On 7/5/16 8:19 PM, Greg Lindsay via Mailman-Users wrote:
> Hi,
> 
> I am running Mailman v 2.1.20 & have been trying to filter out Chinese spam messages with no luck. A few typical subjects are below:
> 
> Subject: 为什么总让客户不满意，如何才能提升业绩
> Subject: 没1有1业1绩，怎1么1办？
> Subject: 带问题来，带方案走；如何缩短生产周期
> 
> Under Privacy options/Spam filters I have created header filters such as the three below. These aren't working. I was under the impression that [abcd] will discard all mail with a, b, c, or d in the subject line. I've tried including a hundred characters and a single character, but neither works.
> 
> ^Subject:\*[如何解决企业关务管理风险跨境电商国家政策综解读及创新模式非财务人员如何进行财务管理掌握最规范的薪酬设计方法企业相关法
> 律风险控制及用工管理如何加强企业反舞弊及内审如何把准经销商的赢利模式？如何评估供应商及优化采购运作流程如何掌握车间管理的精髓]
> 
> ^Subject:\?utf-8\?B\?[56]
> 
> ^Subject:\*[发杜营全及正了先]
> 
> What am I doing wrong here? Is there something about the character encoding that prevents this filter from working?

There are a couple of things here.
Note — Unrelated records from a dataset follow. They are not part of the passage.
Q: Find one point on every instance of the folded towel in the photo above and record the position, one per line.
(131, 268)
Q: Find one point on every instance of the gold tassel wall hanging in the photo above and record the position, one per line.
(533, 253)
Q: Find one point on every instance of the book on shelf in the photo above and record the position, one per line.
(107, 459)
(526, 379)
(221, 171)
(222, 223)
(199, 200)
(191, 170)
Your 3 regexps above have no space after Subject:.  That notwithstanding, none of them will match what you're trying to match. The second appears to be an attempt to match an
RFC2047 encoded word, but the encoded word would begin '=?utf-8?B?...'
and your regexp is missing the '='. I'm not sure what the first and third are doing with the literal asterisk.

However, this is not the real problem. The real issue is that the headers matched by the header_filter_rules regexps have been RFC2047 decoded and then encoded in Mailman's character set for the list's preferred language.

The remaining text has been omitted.